From: "Garg, Shivank" <shivankg@amd.com>
To: "Huang, Ying" <ying.huang@linux.alibaba.com>
Cc: akpm@linux-foundation.org, david@kernel.org, kinseyho@google.com,
weixugc@google.com, ljs@kernel.org, Liam.Howlett@oracle.com,
vbabka@kernel.org, willy@infradead.org, rppt@kernel.org,
surenb@google.com, mhocko@suse.com, ziy@nvidia.com,
matthew.brost@intel.com, joshua.hahnjy@gmail.com,
rakie.kim@sk.com, byungchul@sk.com, gourry@gourry.net,
apopple@nvidia.com, dave@stgolabs.net,
Jonathan.Cameron@huawei.com, rkodsara@amd.com, vkoul@kernel.org,
bharata@amd.com, sj@kernel.org, rientjes@google.com,
xuezhengchu@huawei.com, yiannis@zptcorp.com,
dave.hansen@intel.com, hannes@cmpxchg.org, jhubbard@nvidia.com,
peterx@redhat.com, riel@surriel.com, shakeel.butt@linux.dev,
stalexan@redhat.com, tj@kernel.org, nifan.cxl@gmail.com,
jic23@kernel.org, aneesh.kumar@kernel.org, nathan.lynch@amd.com,
Frank.li@nxp.com, djbw@kernel.org, linux-kernel@vger.kernel.org,
linux-mm@kvack.org
Subject: Re: [PATCH 0/7] Accelerate page migration with batch copying and hardware offload
Date: Sun, 10 May 2026 20:33:47 +0530 [thread overview]
Message-ID: <22157c87-1465-46de-8e1c-5d99a90152a6@amd.com> (raw)
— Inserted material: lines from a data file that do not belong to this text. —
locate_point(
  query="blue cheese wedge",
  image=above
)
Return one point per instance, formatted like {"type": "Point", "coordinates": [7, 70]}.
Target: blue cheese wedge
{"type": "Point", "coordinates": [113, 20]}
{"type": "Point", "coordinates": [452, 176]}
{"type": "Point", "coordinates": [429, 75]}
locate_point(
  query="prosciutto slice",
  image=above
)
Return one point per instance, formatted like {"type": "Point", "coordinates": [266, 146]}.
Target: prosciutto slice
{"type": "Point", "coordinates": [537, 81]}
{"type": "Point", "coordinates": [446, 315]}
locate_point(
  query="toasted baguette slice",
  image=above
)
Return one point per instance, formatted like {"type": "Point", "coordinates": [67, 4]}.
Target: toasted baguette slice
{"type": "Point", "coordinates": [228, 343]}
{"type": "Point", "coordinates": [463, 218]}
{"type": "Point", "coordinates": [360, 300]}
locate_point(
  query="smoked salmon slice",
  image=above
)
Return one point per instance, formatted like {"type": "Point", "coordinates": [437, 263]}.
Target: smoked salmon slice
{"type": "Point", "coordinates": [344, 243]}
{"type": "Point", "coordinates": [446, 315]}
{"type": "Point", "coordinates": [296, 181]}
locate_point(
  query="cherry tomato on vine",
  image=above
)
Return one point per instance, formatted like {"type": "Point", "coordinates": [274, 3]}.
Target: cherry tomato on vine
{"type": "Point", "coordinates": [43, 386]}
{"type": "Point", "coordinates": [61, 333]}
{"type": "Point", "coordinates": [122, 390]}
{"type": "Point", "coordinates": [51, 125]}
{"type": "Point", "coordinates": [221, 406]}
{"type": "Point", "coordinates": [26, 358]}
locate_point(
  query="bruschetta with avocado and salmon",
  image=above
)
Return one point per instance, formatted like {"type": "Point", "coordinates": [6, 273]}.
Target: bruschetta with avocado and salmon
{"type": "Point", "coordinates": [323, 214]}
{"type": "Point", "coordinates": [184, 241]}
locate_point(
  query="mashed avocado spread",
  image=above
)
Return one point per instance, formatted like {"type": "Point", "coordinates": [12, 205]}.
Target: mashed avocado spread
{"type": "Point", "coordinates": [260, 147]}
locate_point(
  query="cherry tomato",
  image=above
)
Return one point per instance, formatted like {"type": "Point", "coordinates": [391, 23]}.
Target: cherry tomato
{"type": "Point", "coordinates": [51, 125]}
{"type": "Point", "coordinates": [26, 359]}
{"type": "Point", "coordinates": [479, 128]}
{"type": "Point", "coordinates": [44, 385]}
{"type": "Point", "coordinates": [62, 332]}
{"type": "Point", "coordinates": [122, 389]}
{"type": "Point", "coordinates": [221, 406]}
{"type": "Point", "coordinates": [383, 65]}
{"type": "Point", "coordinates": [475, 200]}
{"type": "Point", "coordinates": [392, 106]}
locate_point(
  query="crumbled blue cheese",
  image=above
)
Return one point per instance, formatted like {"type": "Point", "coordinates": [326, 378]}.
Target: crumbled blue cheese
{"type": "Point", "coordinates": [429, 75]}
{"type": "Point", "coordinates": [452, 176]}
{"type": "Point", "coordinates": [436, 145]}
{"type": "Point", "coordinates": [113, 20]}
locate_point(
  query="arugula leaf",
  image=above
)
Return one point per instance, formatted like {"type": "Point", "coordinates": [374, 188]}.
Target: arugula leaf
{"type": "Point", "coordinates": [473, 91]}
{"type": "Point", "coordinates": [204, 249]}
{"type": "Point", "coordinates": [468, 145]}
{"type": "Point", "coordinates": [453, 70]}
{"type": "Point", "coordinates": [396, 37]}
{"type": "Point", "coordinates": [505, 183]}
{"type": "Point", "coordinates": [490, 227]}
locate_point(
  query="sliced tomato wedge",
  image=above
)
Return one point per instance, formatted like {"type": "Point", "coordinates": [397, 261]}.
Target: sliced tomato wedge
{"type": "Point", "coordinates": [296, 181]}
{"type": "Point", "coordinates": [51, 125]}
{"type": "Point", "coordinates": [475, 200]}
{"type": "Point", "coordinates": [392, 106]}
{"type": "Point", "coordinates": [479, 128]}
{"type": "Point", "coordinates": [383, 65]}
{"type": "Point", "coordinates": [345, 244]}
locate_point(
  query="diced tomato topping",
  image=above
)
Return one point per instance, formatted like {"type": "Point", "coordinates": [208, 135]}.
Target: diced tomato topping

In-Reply-To: <87cxz5rpi3.fsf@DESKTOP-5N7EMDA>
On 5/9/2026 1:19 PM, Huang, Ying wrote:
> "Garg, Shivank" <shivankg@amd.com> writes:
>
>> On 5/8/2026 4:58 PM, Huang, Ying wrote:
>>> Hi, Shivank,
>>>
>>> "Garg, Shivank" <shivankg@amd.com> writes:
>>>
>>>> On 4/30/2026 2:17 PM, Huang, Ying wrote:
>>>>> Shivank Garg <shivankg@amd.com> writes:
>>>>
>>>>>> PERFORMANCE RESULTS:
>>>>>> --------------------
>>>>>>
>>>>>> Re-ran the V4 workload on v7.1-rc1 with this series; relative
>>>>>> speedups match V4 (~6x for 2MB folios at 16 DMA channels). No design
>>>>>> change in V5 alters this picture; please refer to the V4 cover letter
>>>>>> for the throughput tables [1].
>>>>>
>>>>> IMHO, it's better to copy performance data here.
>>>>>
>>>>> In addition to the performance benefit, I want to know the downside as
>>>>> well. For example, the migration latency of the first folio may be
>>>>> longer. If so, by how much? Can you measure the batch number vs. total
>>>>> migration time (benefit) and first folio migration time (downside)?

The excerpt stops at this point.